In view of the above facts the order of the  Tribunal was  set aside and quashed and the order of the Commissioner (Appeals) was  restored. In conclusion it was held that the assessee was not liable to penalty u/s 271 (1) (c).

Conclusion:

This case again shows that planning and efforts should be made to avoid last moment rush and to purchase, take delivery, install and put to use assets well before the cut off dates. In the above case merely because assets were purchased on 30.03.94 and 31.03.94 the A.O. had doubted the transactions. Had it been say  even a week earlier say 24.03.94, perhaps the A.O. would have accepted the claim.
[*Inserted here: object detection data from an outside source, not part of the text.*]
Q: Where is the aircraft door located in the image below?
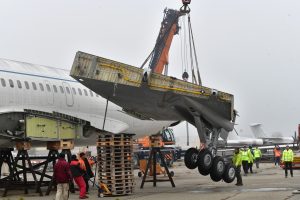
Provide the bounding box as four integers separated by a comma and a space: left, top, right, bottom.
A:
63, 82, 74, 107
44, 80, 54, 105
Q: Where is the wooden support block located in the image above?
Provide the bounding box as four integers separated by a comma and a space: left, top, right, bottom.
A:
16, 141, 31, 150
60, 140, 74, 149
47, 141, 60, 150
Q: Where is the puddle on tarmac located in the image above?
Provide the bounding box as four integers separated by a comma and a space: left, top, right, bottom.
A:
189, 186, 293, 193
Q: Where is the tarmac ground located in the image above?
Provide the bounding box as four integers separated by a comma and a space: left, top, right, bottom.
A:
0, 162, 300, 200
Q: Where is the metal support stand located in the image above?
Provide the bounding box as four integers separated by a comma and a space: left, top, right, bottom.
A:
46, 145, 75, 196
3, 149, 43, 197
141, 147, 175, 188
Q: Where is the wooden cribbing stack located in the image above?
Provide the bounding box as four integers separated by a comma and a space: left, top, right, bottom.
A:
97, 134, 134, 195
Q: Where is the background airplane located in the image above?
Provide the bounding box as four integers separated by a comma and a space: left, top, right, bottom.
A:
250, 123, 297, 145
0, 59, 172, 147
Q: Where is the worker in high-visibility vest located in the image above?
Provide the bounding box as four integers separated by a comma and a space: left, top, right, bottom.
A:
273, 145, 281, 166
240, 146, 249, 176
247, 145, 254, 174
282, 145, 294, 178
232, 148, 243, 186
254, 147, 261, 168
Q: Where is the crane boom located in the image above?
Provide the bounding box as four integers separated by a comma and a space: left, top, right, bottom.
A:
150, 9, 184, 74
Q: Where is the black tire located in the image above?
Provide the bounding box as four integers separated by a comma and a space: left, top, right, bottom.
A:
198, 165, 210, 176
138, 172, 143, 177
222, 163, 236, 183
210, 156, 225, 181
198, 149, 213, 172
184, 148, 199, 169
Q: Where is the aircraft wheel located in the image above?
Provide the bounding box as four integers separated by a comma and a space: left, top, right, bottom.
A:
210, 156, 225, 181
184, 148, 199, 169
210, 173, 222, 182
198, 149, 213, 172
222, 163, 236, 183
198, 165, 210, 176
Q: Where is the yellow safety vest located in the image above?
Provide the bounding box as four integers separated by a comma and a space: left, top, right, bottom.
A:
254, 149, 261, 158
241, 150, 249, 161
282, 149, 294, 162
232, 152, 242, 167
247, 149, 253, 163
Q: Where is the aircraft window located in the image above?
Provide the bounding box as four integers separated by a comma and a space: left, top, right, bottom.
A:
8, 79, 14, 87
59, 86, 65, 93
32, 82, 36, 90
53, 85, 57, 93
46, 84, 51, 92
90, 90, 94, 97
72, 88, 76, 95
17, 80, 22, 88
39, 83, 44, 91
24, 81, 29, 90
78, 88, 82, 96
66, 87, 70, 94
83, 89, 88, 96
1, 78, 6, 87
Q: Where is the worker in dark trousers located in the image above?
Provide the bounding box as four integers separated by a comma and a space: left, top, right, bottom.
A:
232, 148, 243, 186
79, 152, 94, 194
247, 146, 254, 174
282, 145, 294, 178
240, 146, 249, 176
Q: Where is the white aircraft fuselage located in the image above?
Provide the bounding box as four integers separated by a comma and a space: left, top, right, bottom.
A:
0, 59, 173, 147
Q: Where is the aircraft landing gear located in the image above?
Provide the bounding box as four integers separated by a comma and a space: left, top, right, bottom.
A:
210, 156, 225, 182
184, 148, 199, 169
222, 163, 236, 183
184, 124, 236, 183
198, 149, 213, 176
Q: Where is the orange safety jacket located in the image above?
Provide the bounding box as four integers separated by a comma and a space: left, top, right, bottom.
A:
274, 148, 281, 157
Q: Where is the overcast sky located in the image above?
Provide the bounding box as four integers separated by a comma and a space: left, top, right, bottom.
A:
0, 0, 300, 146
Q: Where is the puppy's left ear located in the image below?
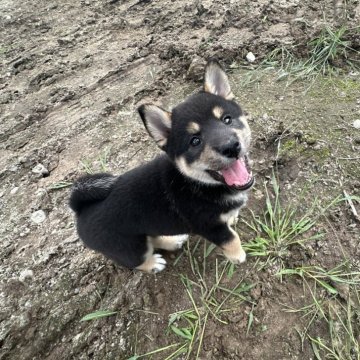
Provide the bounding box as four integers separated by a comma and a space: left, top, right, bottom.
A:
138, 104, 171, 150
204, 60, 234, 100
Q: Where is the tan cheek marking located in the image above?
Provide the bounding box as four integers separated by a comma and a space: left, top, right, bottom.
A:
199, 145, 220, 164
213, 106, 224, 119
225, 90, 235, 100
150, 236, 179, 251
186, 122, 200, 134
220, 209, 239, 226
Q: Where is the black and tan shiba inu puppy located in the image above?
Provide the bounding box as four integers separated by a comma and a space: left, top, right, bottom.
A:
70, 60, 254, 272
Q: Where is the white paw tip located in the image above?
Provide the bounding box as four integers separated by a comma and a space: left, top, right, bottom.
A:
239, 251, 246, 264
176, 234, 189, 249
152, 254, 166, 274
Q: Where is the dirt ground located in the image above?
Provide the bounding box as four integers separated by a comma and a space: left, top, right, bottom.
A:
0, 0, 360, 360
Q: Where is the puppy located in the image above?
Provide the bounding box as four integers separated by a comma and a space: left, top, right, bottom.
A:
70, 60, 254, 272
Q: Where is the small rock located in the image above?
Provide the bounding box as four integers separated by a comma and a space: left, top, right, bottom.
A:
246, 51, 256, 63
10, 186, 19, 195
30, 210, 46, 224
353, 119, 360, 129
19, 269, 34, 282
186, 56, 205, 81
31, 164, 49, 176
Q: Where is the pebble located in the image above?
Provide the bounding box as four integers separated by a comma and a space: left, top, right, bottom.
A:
30, 210, 46, 224
10, 186, 19, 195
31, 164, 49, 175
19, 269, 34, 282
246, 51, 256, 62
353, 119, 360, 129
263, 113, 269, 121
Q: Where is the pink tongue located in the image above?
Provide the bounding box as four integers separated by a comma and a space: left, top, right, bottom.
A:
221, 159, 250, 186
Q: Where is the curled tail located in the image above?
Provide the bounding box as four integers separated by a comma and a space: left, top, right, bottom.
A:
70, 173, 117, 215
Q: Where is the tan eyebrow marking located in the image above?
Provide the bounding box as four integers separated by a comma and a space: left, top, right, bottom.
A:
213, 106, 224, 119
186, 121, 200, 134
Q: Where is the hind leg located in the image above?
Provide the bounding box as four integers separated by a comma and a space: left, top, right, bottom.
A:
149, 234, 189, 251
102, 236, 166, 273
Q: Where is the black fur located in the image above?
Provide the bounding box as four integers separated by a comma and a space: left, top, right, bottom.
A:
70, 155, 243, 268
70, 63, 251, 268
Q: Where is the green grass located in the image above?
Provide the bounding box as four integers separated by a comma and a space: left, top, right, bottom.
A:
276, 263, 360, 295
285, 278, 360, 360
80, 310, 118, 321
243, 174, 323, 269
238, 26, 360, 90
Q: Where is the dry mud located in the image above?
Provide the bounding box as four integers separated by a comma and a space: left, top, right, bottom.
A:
0, 0, 360, 360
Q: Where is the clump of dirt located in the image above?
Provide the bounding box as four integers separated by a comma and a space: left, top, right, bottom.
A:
0, 0, 360, 359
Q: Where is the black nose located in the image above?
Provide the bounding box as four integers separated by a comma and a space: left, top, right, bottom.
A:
220, 140, 241, 158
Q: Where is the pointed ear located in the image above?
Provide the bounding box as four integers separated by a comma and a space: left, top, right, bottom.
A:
138, 104, 171, 150
204, 60, 234, 100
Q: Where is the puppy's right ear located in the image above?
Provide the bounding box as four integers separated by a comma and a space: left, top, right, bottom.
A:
138, 104, 171, 150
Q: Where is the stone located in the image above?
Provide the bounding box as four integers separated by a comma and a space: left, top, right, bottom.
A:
30, 210, 46, 224
246, 51, 256, 63
31, 164, 49, 176
19, 269, 34, 282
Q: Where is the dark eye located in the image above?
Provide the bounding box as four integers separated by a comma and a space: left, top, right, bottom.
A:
190, 136, 201, 146
222, 115, 232, 125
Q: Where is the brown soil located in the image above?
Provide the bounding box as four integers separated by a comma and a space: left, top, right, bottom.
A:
0, 0, 360, 360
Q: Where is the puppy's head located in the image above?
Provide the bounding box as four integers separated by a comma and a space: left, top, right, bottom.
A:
138, 60, 254, 190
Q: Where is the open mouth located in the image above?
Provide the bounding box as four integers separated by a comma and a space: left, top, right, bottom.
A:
207, 155, 254, 190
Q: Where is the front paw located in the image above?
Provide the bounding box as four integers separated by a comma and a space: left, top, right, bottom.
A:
224, 247, 246, 264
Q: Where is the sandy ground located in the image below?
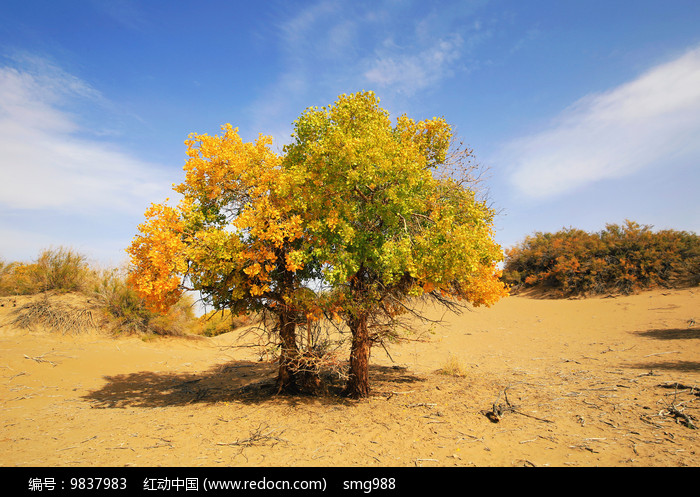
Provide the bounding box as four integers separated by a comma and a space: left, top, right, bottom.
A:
0, 289, 700, 467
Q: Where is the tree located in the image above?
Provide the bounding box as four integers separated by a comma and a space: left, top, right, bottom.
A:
284, 92, 507, 398
128, 92, 507, 398
127, 125, 317, 392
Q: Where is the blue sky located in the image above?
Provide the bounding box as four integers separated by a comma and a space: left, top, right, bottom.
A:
0, 0, 700, 266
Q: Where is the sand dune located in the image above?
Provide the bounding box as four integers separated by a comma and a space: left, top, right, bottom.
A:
0, 289, 700, 467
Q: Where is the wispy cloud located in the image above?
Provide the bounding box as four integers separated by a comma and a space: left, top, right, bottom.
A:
245, 0, 488, 143
498, 42, 700, 199
364, 34, 463, 96
0, 57, 168, 213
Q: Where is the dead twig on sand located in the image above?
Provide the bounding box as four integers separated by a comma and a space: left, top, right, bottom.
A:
659, 383, 698, 430
482, 386, 554, 423
24, 352, 58, 367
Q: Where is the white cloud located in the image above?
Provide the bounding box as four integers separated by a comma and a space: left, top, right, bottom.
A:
499, 47, 700, 198
0, 58, 169, 212
364, 34, 463, 96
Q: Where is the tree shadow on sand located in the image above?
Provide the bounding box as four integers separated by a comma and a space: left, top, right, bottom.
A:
627, 361, 700, 373
637, 328, 700, 340
83, 361, 423, 409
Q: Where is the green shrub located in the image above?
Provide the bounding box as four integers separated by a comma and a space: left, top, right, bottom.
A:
93, 269, 197, 336
503, 221, 700, 296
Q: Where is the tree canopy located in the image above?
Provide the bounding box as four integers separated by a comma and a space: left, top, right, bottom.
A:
128, 92, 507, 397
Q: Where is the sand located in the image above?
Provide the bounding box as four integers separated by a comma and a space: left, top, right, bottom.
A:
0, 289, 700, 467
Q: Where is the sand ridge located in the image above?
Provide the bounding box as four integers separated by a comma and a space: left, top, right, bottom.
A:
0, 289, 700, 467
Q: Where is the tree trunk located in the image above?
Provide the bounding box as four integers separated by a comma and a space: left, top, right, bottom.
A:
277, 309, 299, 393
343, 314, 372, 399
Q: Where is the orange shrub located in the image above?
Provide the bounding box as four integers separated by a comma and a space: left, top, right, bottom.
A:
503, 221, 700, 295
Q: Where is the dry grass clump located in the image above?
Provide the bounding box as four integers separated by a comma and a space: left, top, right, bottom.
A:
0, 248, 197, 336
0, 247, 91, 295
196, 310, 261, 337
12, 294, 96, 334
503, 221, 700, 296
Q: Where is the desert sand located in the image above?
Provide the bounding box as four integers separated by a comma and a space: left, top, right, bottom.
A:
0, 289, 700, 467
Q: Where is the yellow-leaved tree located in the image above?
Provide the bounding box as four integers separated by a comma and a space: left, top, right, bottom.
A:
129, 92, 507, 398
283, 92, 507, 398
128, 125, 317, 392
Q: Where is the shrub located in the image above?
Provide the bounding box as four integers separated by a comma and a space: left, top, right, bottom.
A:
0, 247, 90, 295
92, 269, 196, 336
503, 221, 700, 296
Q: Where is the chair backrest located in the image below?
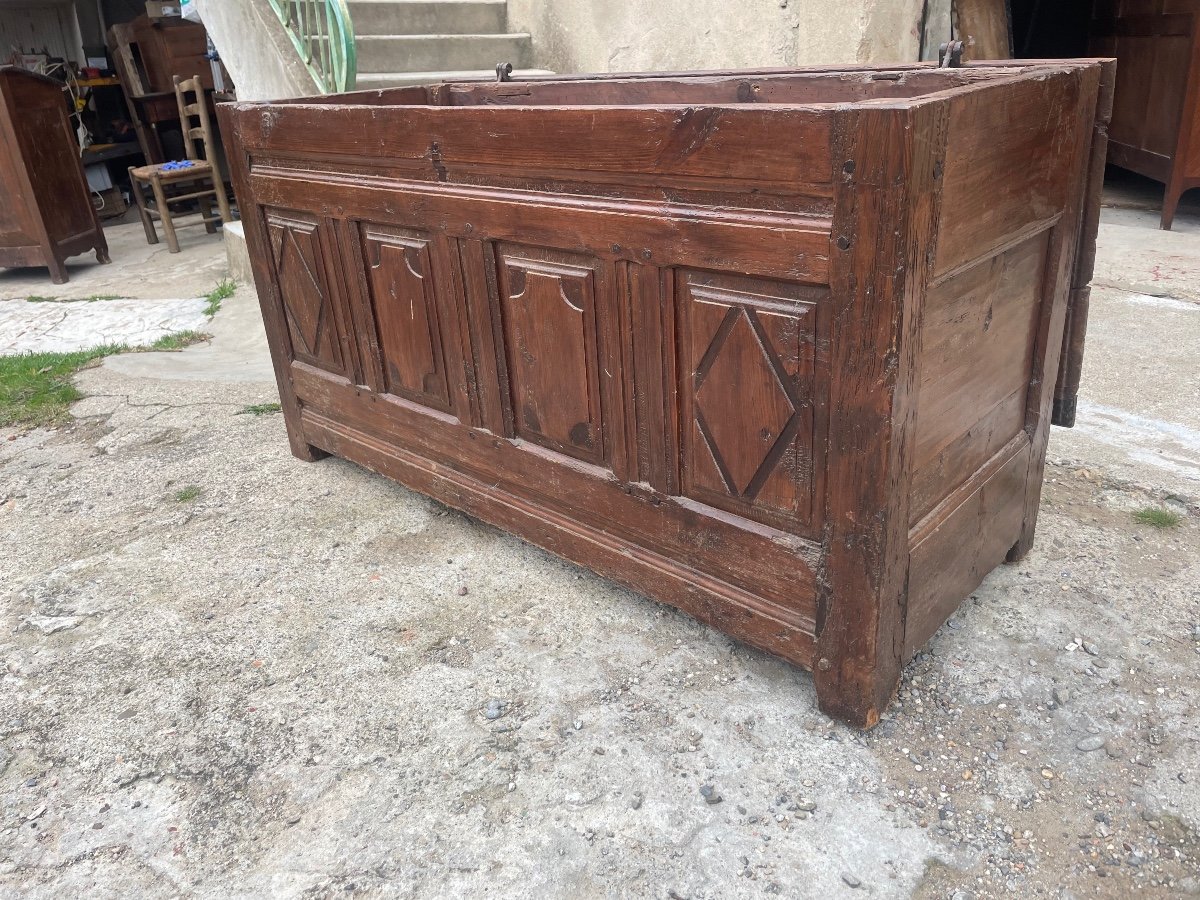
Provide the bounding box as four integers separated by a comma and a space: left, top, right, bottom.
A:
174, 76, 221, 172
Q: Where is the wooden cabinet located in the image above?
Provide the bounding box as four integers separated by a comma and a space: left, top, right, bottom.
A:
133, 16, 212, 92
0, 66, 108, 284
1091, 0, 1200, 229
218, 60, 1112, 726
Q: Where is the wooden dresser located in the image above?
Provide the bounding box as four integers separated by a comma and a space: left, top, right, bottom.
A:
0, 66, 108, 284
1090, 0, 1200, 229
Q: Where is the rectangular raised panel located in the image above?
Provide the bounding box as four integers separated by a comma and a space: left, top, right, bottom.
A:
934, 78, 1090, 276
266, 210, 350, 377
910, 232, 1050, 523
496, 245, 606, 464
676, 271, 826, 524
361, 224, 450, 412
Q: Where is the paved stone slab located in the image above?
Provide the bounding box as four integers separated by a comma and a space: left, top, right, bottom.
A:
0, 298, 209, 355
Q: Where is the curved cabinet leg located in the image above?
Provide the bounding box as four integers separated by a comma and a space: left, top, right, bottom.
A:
46, 257, 71, 284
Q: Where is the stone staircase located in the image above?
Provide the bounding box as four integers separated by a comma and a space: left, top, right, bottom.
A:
347, 0, 545, 90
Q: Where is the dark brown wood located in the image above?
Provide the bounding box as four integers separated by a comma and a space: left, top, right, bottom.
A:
0, 66, 109, 284
218, 60, 1104, 726
128, 76, 233, 253
1091, 0, 1200, 230
131, 16, 212, 92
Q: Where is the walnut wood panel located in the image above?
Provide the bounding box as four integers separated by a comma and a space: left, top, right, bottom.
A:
496, 245, 612, 464
904, 436, 1031, 659
911, 232, 1049, 522
934, 78, 1080, 276
676, 271, 828, 533
266, 211, 350, 376
241, 104, 830, 182
361, 224, 450, 412
244, 168, 829, 284
220, 60, 1104, 726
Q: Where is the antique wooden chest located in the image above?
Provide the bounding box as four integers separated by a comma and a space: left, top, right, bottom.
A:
0, 66, 108, 284
220, 60, 1112, 726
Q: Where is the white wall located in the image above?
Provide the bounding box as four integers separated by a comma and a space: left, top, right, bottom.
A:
509, 0, 924, 72
0, 0, 84, 65
197, 0, 320, 100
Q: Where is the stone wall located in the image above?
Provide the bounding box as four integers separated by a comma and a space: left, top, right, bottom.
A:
509, 0, 924, 73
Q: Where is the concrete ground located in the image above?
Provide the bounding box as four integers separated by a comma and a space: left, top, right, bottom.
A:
0, 180, 1200, 900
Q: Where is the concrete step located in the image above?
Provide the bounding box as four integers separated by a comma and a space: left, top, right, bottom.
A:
349, 0, 508, 36
356, 67, 554, 91
358, 34, 533, 73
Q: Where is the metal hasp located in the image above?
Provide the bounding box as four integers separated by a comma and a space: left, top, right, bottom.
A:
937, 41, 966, 68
Once the assets is purchased on or just before the cut off date, the authorities make efforts to find out some or other fault or lacunae to establish that the asset was not put to use or could not be used. 

Now again next cutoff date for this purpose, that is 31.03.2009 is approaching fast, therefore care should be taken to avoid last moment rush and try to purchase, install and put to use any  such assets much before that date.